Both lcov and genhtml are part of the lcov project. To install it on MacOS:

brew install lcov

The unit test coverage report is generated periodically by a GitHub workflow. You can download the report in the artifacts generated by the action runs.

Run

Another useful command is, bazel run. This builds and then run the built target directly. Useful for binaries while debugging.

Other commands

bazel is pretty powerful and has lots of other commands. Read more here.

Python dependencies

To introduce a third-party Python dependency, first check if it is available as a package in the Snowflake conda channel. Then modify requirements.yml, and run the following to re-generate all requirements files, including conda-env.yml:

bazel run --config=pre_build //bazel/requirements:sync_requirements

Then, your code can use the package as if it were "installed" in the Python environment.

Adding a new dependencies

Please provide the following fields when adding a new record:

Package Name Fields

name: The name of the package. Set this if the package is available with the same name and is required in both PyPI and conda.

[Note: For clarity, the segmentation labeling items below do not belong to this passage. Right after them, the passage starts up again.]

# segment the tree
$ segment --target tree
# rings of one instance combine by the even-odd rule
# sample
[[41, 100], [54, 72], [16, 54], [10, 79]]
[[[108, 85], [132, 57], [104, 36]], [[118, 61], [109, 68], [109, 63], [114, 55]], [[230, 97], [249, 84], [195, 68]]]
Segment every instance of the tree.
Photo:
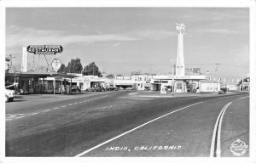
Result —
[[113, 74], [108, 74], [108, 75], [107, 75], [107, 78], [113, 79]]
[[58, 72], [61, 73], [61, 74], [66, 74], [67, 73], [67, 68], [66, 68], [65, 64], [61, 64], [60, 69], [58, 70]]
[[98, 76], [102, 77], [102, 72], [99, 70], [98, 66], [95, 64], [95, 62], [91, 62], [88, 65], [84, 68], [84, 76]]
[[68, 73], [81, 73], [83, 70], [83, 65], [81, 64], [80, 59], [71, 59], [67, 66], [67, 72]]

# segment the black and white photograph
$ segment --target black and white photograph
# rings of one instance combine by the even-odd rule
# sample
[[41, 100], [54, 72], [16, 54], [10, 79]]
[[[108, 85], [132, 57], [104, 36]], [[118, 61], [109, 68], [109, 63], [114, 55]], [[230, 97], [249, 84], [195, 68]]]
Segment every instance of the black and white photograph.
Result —
[[3, 162], [255, 156], [250, 6], [4, 8]]

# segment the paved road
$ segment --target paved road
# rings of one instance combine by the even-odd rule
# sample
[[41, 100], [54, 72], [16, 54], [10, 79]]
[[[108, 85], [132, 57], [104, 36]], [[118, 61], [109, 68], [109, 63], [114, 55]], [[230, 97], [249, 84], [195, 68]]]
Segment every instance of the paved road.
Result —
[[217, 119], [231, 102], [220, 116], [218, 141], [220, 155], [234, 156], [234, 141], [249, 145], [248, 96], [26, 96], [6, 105], [6, 155], [210, 156], [218, 149]]

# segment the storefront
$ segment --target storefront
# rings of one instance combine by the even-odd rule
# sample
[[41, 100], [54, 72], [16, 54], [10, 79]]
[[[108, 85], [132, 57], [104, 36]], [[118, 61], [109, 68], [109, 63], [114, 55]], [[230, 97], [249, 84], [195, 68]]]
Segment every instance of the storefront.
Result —
[[166, 87], [173, 87], [175, 93], [187, 93], [200, 90], [202, 80], [206, 80], [205, 76], [154, 76], [151, 84], [153, 91], [160, 91]]
[[70, 93], [71, 86], [67, 80], [73, 77], [72, 75], [56, 72], [15, 72], [6, 74], [5, 82], [17, 83], [17, 86], [12, 87], [17, 93]]

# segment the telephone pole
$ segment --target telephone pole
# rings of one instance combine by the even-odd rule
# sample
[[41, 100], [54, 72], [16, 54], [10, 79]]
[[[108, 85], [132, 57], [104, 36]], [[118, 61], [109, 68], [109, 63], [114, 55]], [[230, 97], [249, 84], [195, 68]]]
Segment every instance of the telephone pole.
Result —
[[216, 87], [216, 92], [218, 93], [218, 65], [220, 65], [220, 63], [215, 63], [215, 65], [216, 65], [216, 70], [217, 70], [217, 81], [216, 81], [216, 83], [217, 83], [217, 87]]

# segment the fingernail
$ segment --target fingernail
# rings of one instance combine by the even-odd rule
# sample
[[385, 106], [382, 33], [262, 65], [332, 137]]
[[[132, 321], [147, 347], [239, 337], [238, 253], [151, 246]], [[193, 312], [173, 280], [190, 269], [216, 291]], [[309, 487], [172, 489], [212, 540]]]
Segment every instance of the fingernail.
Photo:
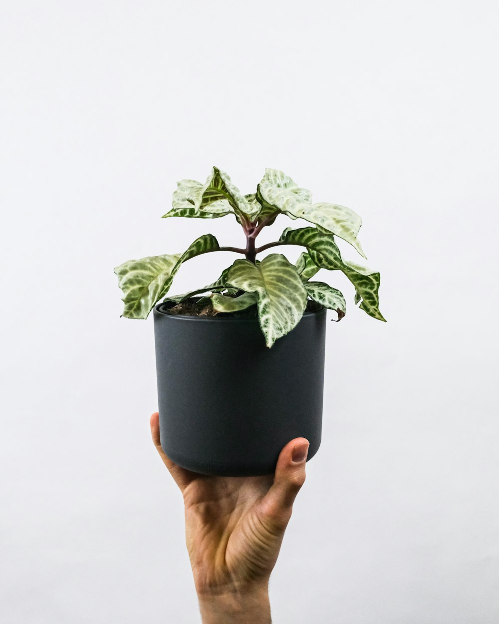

name_pypi: The name of the package in PyPI. Set this only to indicate that it is available in PyPI only. You can also set this along with name_conda if the package has different names in PyPI and conda.

name_conda: The name of the package in conda. Set this only to indicate that it is available in conda only. You can also set this along with name_pypi if the package has different names in PyPI and conda.

(At least one of these three fields should be set.)

Development Version Fields

dev_version: The version of the package to be pinned in the dev environment. Set this if the package is available with the same version and is required in both PyPI and conda.

dev_version_pypi: The version from PyPI to be pinned in the dev environment. Set this only to indicate that it is available in PyPI only. You can also set this along with dev_version_conda if the package has different versions in PyPI and conda.

dev_version_conda: The version from conda to be pinned in the dev environment. Set this only to indicate that it is available in conda only. You can also set this along with dev_version_pypi if the package has different versions in PyPI and conda.

(At least one of these three fields should be set.)

Snowflake Anaconda Channel

from_channel: Set this if the package is not available in the Snowflake Anaconda Channel (https://repo.anaconda.com/pkgs/snowflake).

Version Requirements Fields (for `snowflake-ml-python` release)

version_requirements: The version requirements specifiers when this requirement is a dependency of the snowflake-ml-python release. Set this if the package is available with the same name and required in both PyPI and conda.

version_requirements_pypi: The version requirements specifiers when this requirement is a dependency of the snowflake-ml-python release via PyPI. Set this only to indicate that it is required by the PyPI release only. You can also set this along with version_requirements_conda if the package has different versions in PyPI and conda.

version_requirements_conda: The version requirements specifiers when this requirement is a dependency of the snowflake-ml-python release via conda. Set this only to indicate that it is required by the conda release only. You can also set this along with version_requirements_pypi if the package has different versions in PyPI and conda.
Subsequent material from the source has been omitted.